A Ratanakiri Special Edition
'Where oh death is your sting?' (1 Corinthians 15:55)
In a village accessible only by boat, somewhere deep in the forests of Ratanakiri, 20 or so emerging new believers meet to pray and study God’s Word. How did the gospel reach this isolated group of Brao tribe believers? It began with a elderly, but sprightly lady called Buoy. Buoy’s first exposure to Christianity as a little girl in Loas, was the Swiss Brethren Leprosy Clinic. Her grandfather suffered from the disease, but the ‘Christians’ at the clinic had devotedly cared for him. Many years later, living in Cambodia with a husband and 4 children, disease struck her family again. This time it was her husband, who was slowly being suffocated by an enormous neck tumor. The Village Diviner told them to appease the evil spirits with sacrifices, so starting with a chicken and ending with their much prized Buffalo, Buoy and her husband sacrificed one by one all the animals they owned. They were now impoverished, but it had all been in vain - her husband was still sick. One day Buoy heard about a Christian man who helped take isolated tribal people to the District Hospital. Maybe the news reminded her of the Christians who had once cared for her grandfather. Buoy brought her husband to that man, Kevin Olson (an OMF member), who for the next few months lovingly cared for Buoy’s husband, taking him to hospital, helping make him comfortable and sharing the gospel with him. Before he died, Buoy and her husband received Jesus. Together they now looked not for temporal healing in this world, but for the promise of a far greater and more permanent healing; the promise of a bodily resurrection (1 Cor 15) and life eternal in God’s New Creation (Rev 21).
Buoy and her daughters now host and lead a small church in their rickety old wooden house in their very remote village. Once or twice a month Kevin and two Brao believers from another village travel out to Buoy’s house to help teach them God’s Word. In the near future, OMF in partnership with EMU plan to start training ministry leaders from this group at their ‘Brao and Krung Language Church Ministry School’. Please pray this group of new believers would remain strong and faithful as they patiently wait for some of their own to be equipped to teach and lead them.
Please pray for 20 old Sinate from the Krung tribe. When Sinate was 6 years old her mother died and when she was just a teenager her brother died too. Finding it hard to get on with her step mother, Sinate moved out of the family home and has since lived in the store room of her church. Sinate is a smart and popular girl, but like most tribal children, was unable to finish High School due to a lack of funds. She loves Jesus but she struggles with periods of depression. If I go to live in Ratanakiri, my hope is that Sinate may be able to come and live with me.
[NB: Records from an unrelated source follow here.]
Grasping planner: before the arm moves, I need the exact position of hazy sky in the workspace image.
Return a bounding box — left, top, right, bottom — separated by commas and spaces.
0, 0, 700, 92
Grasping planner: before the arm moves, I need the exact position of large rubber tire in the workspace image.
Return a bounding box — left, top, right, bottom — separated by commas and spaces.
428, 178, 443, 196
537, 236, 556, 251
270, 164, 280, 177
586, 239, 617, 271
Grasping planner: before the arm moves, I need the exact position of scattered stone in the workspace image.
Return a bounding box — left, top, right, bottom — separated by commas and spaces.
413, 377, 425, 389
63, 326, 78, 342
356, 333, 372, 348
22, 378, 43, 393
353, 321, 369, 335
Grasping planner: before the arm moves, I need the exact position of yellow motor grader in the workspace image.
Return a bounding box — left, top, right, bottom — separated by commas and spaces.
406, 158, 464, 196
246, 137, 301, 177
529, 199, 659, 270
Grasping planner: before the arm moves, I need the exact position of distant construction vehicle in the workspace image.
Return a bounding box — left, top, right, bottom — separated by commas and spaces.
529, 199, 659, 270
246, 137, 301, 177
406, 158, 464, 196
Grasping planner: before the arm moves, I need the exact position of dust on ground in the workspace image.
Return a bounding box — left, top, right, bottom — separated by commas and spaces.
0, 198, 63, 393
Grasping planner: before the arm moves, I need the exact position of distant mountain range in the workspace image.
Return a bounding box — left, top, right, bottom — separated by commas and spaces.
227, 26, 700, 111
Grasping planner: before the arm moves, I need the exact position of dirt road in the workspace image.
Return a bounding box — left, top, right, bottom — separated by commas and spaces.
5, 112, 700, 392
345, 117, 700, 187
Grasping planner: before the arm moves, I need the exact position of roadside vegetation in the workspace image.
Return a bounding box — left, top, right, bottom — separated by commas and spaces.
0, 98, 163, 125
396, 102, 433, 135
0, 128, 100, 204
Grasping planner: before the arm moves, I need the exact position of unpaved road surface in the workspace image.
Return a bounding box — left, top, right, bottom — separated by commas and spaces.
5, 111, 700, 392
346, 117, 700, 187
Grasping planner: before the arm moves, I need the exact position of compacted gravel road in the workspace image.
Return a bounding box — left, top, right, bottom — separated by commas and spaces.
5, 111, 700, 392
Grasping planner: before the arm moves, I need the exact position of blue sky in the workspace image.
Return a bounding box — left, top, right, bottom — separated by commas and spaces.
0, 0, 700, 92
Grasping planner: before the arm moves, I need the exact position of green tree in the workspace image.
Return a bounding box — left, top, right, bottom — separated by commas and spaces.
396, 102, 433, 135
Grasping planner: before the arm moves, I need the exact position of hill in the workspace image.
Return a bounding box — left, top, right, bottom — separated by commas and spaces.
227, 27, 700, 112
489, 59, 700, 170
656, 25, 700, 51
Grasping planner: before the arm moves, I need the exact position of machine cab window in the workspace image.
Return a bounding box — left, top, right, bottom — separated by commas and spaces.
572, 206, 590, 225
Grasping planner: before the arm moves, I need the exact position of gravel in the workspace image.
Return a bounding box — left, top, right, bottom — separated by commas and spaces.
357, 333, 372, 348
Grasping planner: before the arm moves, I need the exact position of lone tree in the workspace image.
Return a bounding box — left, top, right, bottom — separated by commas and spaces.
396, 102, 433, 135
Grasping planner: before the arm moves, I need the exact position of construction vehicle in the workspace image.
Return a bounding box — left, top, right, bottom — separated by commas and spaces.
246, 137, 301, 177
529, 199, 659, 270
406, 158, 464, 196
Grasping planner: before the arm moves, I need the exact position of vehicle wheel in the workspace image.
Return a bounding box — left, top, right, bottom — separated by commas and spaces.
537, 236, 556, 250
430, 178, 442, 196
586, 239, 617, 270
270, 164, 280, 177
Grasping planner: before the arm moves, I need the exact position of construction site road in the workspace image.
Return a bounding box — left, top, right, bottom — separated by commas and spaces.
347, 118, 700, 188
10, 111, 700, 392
Please pray for Nheab, a teeny-tiny Krung woman in her late 30's. Nheab lives on a diet of boiled nettles and leaves which she finds in the forest. She is a very unusual woman, because she has remained unmarried and lives in a village house alone. Her father wants her to come and live with his new family, but because her father forbids her to practice her faith, Nheab refuses to go. Instead she bears the stigma of living alone, but relishing the freedom it gives her to worship her Lord and meet with other believers.
Please pray for Sopee, a 25 year old Krung woman who was recently widowed. Sopee's husband returned home so drunk one night that he fell off their balcony and broke his neck. He lay in bed for 4 months before dying, but during that time he begged his wife to get someone from the church to visit him. As the church cared for Sopee and her husband, they heard the gospel for the first time and believed. Sopee told me 'my family say to me, "your husband is dead now, you don't need to go to church anymore", but I continue to go anyway'.